You asserted that employers would say “yes, you can start an hour earlier” but “no, to start an hour later” which assumes the employer would also say “yes, you can also leave an hour earlier”, or the respective “no, you may not stay an hour later”.
The same logic used to favor starting an hour earlier, disfavors leaving an hour earlier; and favors staying an hour while disfavoring starting an hour later. Who knows what the management security implications are for locking/unlocking the facilities involved, OSHA requirements, manager hours, etc.
I simply disagree you can predict an employer’s likely behavior with any probability confidence on this.
It’s a “both foot” shoe because it’s a zero sum condition.
During Summer on Standard Time Sunrise happens at approximately 4am (sunset at 8pm). By shifting our clocks forward an hour that becomes 5am sunrise instead. So without daylight time, sunrise happens at 4am. It even shows that on the image of the sun position and clock times you’ve posted.
And I misspoke on the sunset thing, I should have said “'sunset at 6pm feels better” as 5pm sunsets are what we have now have during standard time in Winter. Permanent daylight time, moving the clock forward an hour would make that sunset happen at 6pm
The more hours people spend without the sun, the more energy we consume.
This effect is greater in the evening time at sunset over the morning time as most of society wakes up after sunrise (and therefore aren’t consuming excess energy while they are asleep) and they are usually awake past sundown (and the earlier sundown happens, the sooner they start consuming electricity).
Standard Time makes sunset happen earlier on the clock, therefore putting more awake people in the dark for more hours.
I also want to look at how that study was calculated, because it doesn’t say what those percentage increases are in comparison to; the implication is over “standard time”, and the changes are most dramatic at the edges of the calendar period where you would expect it because the clocks are more misaligned during those periods than in summer. What the paragraph is silent about is how much more energy would be consumed in the summer where the daylight clock time to people awake clock time is most mismatched (because sunrise happens at 4am and sunset at 8pm).

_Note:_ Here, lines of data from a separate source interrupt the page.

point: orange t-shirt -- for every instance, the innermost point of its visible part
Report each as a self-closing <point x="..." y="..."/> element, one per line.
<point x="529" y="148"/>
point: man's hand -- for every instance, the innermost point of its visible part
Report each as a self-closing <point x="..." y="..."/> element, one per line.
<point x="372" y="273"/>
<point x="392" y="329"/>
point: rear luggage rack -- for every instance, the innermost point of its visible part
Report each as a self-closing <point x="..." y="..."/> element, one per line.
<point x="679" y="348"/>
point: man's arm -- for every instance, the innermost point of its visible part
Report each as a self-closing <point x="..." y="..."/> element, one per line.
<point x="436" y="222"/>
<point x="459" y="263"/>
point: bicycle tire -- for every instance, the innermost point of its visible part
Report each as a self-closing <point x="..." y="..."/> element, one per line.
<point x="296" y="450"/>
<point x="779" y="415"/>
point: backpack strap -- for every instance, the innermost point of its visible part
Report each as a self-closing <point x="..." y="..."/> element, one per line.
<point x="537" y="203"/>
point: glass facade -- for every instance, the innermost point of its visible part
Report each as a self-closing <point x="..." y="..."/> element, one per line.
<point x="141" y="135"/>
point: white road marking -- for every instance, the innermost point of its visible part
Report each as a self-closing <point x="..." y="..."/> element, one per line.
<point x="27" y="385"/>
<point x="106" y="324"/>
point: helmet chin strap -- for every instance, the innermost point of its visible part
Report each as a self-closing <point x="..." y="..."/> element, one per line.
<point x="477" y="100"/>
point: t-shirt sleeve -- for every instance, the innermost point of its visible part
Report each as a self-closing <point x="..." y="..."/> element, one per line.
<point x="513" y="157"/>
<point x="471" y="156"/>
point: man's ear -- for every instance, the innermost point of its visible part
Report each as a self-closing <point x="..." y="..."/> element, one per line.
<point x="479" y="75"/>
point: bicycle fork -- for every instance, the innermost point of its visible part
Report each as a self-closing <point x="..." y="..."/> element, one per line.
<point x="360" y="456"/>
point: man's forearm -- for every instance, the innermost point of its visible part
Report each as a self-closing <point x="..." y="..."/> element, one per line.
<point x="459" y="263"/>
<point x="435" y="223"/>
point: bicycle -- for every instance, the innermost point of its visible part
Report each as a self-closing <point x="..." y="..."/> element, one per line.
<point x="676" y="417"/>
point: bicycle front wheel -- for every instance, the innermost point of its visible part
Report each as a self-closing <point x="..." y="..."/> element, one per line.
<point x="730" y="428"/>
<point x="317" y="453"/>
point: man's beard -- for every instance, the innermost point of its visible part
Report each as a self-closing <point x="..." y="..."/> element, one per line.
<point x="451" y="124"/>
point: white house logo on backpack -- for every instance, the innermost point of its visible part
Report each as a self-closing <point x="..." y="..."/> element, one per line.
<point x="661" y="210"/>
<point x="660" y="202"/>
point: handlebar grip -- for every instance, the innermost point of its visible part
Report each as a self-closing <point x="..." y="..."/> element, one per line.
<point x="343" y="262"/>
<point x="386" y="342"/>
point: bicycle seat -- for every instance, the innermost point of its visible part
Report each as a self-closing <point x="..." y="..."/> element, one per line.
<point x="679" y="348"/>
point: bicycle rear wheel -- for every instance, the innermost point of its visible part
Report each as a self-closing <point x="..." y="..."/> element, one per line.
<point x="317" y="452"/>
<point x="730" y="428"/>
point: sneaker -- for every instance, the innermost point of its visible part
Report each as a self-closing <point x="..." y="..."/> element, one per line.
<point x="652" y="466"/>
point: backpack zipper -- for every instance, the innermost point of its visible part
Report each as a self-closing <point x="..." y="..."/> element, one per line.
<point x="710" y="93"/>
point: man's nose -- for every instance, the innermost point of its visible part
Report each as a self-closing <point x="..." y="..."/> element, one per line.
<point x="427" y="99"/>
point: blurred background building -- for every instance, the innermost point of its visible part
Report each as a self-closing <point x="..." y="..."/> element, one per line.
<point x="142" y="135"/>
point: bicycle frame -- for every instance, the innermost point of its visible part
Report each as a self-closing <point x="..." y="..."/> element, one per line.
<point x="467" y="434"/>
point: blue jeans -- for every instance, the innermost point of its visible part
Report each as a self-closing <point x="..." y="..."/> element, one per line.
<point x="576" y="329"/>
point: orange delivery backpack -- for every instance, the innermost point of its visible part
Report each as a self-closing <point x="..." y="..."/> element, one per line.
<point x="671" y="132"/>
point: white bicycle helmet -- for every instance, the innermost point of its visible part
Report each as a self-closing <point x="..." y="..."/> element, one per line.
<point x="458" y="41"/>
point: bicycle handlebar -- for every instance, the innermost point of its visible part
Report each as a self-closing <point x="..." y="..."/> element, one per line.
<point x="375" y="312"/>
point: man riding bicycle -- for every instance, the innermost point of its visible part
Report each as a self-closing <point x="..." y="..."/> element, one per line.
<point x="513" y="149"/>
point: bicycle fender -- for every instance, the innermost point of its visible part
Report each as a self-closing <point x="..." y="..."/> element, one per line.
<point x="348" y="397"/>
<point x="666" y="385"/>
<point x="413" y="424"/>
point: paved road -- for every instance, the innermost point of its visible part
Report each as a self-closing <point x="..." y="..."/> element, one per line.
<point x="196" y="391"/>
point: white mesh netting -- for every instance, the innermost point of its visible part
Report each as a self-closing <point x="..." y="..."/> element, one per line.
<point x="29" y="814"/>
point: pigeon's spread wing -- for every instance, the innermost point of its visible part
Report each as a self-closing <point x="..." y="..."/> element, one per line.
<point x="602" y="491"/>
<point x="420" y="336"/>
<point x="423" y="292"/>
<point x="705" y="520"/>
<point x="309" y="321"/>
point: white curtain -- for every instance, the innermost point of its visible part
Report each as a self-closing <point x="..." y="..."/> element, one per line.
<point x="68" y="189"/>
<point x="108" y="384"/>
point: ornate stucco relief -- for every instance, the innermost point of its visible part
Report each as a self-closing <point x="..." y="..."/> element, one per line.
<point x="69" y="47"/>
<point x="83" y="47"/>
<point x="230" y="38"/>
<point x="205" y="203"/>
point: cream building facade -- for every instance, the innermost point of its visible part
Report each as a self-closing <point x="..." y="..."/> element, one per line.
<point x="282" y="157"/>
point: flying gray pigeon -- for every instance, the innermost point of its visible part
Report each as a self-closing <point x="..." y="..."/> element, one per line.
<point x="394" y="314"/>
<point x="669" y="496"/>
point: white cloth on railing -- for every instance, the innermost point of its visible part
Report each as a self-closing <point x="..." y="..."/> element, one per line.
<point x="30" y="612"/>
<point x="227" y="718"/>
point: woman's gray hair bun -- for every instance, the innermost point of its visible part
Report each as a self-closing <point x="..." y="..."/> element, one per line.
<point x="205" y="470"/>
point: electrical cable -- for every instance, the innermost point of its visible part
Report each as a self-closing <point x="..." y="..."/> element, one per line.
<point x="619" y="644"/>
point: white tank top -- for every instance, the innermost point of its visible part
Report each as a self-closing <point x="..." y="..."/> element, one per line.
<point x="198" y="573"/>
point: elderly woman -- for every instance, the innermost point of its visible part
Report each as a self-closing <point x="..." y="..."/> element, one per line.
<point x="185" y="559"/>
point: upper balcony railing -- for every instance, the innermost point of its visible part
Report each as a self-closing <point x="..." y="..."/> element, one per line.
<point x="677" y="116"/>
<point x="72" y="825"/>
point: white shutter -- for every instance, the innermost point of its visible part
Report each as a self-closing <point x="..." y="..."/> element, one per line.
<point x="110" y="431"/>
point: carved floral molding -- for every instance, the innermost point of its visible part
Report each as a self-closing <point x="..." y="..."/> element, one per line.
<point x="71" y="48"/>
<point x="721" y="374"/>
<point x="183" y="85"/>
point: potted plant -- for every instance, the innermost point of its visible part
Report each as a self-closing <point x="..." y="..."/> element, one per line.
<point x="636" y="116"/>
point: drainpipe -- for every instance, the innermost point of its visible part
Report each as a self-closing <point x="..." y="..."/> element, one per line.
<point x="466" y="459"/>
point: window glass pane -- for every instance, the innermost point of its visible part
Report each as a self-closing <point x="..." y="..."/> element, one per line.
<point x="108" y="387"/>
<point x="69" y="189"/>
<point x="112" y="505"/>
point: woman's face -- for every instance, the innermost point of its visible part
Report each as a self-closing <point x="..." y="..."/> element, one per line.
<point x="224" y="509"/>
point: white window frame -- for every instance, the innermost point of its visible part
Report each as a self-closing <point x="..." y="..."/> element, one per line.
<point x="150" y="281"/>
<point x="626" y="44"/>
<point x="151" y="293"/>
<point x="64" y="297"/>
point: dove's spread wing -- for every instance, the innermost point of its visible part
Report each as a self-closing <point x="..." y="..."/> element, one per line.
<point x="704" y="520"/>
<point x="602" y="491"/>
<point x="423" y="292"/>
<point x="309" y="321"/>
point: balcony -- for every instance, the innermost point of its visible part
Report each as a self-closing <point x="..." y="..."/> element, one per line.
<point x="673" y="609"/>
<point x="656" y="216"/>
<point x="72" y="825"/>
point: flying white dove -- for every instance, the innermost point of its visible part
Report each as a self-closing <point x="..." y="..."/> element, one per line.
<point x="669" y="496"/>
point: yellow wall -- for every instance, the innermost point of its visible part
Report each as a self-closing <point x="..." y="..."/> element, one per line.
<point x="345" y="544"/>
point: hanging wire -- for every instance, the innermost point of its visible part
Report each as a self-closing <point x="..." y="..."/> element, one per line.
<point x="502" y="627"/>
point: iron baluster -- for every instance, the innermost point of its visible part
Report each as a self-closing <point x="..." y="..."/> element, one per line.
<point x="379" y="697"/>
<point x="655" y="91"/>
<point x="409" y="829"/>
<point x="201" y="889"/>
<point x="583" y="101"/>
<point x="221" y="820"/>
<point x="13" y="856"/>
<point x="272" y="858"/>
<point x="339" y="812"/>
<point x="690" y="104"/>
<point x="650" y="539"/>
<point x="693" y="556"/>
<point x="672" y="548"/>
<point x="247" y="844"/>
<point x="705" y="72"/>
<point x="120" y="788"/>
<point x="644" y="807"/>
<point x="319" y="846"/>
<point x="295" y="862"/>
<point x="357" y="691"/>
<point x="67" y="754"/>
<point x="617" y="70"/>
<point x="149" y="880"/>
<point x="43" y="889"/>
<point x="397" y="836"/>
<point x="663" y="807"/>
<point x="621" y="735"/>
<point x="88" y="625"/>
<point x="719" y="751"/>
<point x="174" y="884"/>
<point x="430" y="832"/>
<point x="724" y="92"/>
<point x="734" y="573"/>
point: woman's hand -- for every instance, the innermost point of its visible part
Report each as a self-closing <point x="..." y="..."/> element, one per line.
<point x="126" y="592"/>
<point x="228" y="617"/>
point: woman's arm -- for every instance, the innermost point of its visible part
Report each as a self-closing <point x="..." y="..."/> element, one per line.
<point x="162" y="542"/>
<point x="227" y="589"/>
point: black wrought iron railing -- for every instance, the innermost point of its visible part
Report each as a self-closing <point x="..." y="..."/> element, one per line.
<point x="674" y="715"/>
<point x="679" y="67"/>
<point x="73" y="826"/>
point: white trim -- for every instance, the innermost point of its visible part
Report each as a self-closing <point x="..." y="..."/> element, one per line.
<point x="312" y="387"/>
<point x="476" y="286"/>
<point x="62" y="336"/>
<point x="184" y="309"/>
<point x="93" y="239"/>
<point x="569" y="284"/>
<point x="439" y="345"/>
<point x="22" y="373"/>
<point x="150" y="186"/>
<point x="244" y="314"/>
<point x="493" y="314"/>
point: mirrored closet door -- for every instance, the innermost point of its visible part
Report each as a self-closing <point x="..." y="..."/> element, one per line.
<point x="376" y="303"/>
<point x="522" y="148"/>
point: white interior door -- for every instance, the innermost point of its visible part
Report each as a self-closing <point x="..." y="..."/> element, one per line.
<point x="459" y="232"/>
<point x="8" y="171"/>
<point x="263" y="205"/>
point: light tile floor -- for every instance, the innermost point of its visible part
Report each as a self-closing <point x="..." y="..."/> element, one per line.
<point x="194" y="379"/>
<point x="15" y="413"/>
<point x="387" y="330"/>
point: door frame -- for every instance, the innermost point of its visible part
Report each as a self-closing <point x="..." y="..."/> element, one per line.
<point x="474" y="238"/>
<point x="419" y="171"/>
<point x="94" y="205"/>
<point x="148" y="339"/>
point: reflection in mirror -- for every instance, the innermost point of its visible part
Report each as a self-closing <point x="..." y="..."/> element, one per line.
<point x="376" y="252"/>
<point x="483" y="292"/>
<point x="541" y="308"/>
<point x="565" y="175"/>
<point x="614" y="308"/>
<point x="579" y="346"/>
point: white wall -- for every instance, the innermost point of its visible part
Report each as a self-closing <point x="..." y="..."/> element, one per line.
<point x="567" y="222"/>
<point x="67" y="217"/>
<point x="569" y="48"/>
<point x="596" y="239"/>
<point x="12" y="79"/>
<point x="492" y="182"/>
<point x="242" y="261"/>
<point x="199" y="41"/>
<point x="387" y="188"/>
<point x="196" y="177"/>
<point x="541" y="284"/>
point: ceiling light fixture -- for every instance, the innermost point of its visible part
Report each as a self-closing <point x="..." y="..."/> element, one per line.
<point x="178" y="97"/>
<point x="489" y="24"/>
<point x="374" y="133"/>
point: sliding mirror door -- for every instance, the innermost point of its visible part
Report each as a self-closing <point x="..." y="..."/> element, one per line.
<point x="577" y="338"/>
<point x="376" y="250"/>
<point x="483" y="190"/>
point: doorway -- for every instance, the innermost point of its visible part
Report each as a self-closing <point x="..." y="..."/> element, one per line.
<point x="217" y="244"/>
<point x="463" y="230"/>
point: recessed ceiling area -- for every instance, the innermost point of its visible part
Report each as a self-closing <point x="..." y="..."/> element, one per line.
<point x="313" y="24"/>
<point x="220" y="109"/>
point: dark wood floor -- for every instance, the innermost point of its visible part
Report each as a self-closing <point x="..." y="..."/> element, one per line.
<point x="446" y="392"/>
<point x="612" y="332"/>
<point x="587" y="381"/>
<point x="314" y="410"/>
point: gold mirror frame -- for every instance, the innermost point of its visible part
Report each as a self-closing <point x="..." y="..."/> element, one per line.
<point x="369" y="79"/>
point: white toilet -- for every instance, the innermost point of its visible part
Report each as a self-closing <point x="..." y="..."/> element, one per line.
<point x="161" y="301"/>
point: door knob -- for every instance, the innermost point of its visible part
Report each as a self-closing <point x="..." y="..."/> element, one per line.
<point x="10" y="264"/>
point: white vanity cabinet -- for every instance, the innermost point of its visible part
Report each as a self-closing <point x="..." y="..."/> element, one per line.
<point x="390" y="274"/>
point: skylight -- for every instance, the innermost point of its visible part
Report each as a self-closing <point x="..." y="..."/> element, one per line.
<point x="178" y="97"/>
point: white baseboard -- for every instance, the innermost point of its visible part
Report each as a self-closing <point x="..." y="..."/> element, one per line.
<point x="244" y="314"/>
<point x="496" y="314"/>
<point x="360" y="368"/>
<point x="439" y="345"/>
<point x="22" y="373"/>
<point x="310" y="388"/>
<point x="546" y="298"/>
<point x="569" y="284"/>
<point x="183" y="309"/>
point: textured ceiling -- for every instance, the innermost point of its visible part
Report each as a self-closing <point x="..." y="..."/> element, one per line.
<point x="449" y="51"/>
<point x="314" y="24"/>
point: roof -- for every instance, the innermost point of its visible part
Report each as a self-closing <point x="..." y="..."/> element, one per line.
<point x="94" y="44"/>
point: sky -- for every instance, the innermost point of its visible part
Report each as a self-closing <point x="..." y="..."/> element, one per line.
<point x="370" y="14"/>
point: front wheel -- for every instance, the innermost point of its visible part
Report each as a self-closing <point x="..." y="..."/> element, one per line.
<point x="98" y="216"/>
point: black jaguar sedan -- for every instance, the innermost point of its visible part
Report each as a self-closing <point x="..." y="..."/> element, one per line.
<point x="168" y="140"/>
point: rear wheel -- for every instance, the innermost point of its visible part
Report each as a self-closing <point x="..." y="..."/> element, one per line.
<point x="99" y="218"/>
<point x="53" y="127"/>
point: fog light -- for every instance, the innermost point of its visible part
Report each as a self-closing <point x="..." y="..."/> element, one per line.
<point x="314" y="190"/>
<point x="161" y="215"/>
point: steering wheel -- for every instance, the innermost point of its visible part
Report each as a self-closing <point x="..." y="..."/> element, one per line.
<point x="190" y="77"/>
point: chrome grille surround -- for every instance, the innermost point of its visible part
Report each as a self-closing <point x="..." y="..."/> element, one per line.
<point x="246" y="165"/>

Again, as you suggested, we can use whatever clock time we want and alter our schedules to match the clock times appropriate for our situation. We could end timezones entirely and use UTC across the US or even the world and it that doesn’t force anyone to do anything. It’s annoying, but it’s not forcing anyone to do anything.
The actual health problem needing to be addressed is aligning our lifestyles to the sun’s rhythms regardless of what our clocks say far more than trying to figure out the right clock time for sunrise and sunset to happen.
Say we succeeded at abolishing DST and went ST year round, we’d still be left with the same problem that we aren’t aligning our activity schedules with the longer and shorter days (because sunrise would now be happening at 4am during the summer).